If you’ve ever tried to prepare multiple protein structures for simulations or drug screening, you already know the struggle: inconsistent files, missing atoms, alternate locations, unwanted water molecules and ligands. Doing this manually for each structure is both tedious and prone to error.
This is where the Batch Protein Prepare extension in SAMSON can save time and maintain consistency across datasets. It’s especially useful for molecular modelers working with lists of structures identified by PDB codes, directories full of downloaded data, or custom-built molecular models.
Why Batch Preparation Matters
Clean, validated input structures are essential before starting any molecular design workflow like docking or molecular dynamics. Minor issues—such as ambiguous locations or missing atoms—can cause unexpected crashes or yield misleading results. Batch processing ensures all your structures are uniformly prepared without manual intervention.
What You Can Do with Batch Protein Prepare
SAMSON’s Batch Protein Prepare performs the same cleaning steps available through the single-step preparation tool under Home > Prepare, but for multiple files:
- Automatically download structures by PDB ID or prepare your local files
- Support for multiple formats: PDB, PDBx/mmCIF, MMTF, MOL2
- Preserve folder structure in output data for better organization
- Remove ligands, water, and ions that are not needed
- Add missing hydrogens based on residue and valences
Whether you’re preparing 10 or 1000 PDB structures, this tool will handle them all consistently.
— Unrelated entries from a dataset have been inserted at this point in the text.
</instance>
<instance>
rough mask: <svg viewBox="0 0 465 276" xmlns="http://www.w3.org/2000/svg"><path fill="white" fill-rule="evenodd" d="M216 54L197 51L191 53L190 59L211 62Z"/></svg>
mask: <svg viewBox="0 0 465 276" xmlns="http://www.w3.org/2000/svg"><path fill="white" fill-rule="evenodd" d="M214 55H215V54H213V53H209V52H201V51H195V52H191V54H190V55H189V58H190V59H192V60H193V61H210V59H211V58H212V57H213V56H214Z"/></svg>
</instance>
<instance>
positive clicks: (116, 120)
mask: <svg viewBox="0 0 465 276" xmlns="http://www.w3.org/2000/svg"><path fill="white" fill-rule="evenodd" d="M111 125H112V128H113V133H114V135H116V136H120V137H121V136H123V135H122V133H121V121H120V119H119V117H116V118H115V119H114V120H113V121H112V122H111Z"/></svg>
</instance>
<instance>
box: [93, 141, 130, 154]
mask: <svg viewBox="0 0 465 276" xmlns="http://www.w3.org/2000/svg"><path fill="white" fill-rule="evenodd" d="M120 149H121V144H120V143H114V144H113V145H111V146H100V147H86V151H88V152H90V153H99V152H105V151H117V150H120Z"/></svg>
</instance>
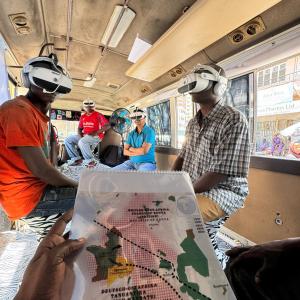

If PDB IDs are your starting point, you can supply them either as a list in a text file or enter them directly as a string.
Getting Started
Start by installing the extension from this page. You’ll find a user interface that lets you:
- Select a folder of structures to clean
- Specify which steps to perform (keep or remove ligands, ions, etc.)
- Choose whether to minimize or assign hydrogens by residue type or valence

Who Is This For?
This tool is built for researchers needing to pre-process large datasets before running binding energy calculations, protein-ligand docking studies, or building simulation systems. It is especially convenient for graduate students, structural biologists, computational chemists, and software developers creating molecular workflows.
In sum, Batch Protein Prepare reduces manual labor and helps ensure that your input data is clean, organized, and simulation-ready. It’s a small step that can save hours.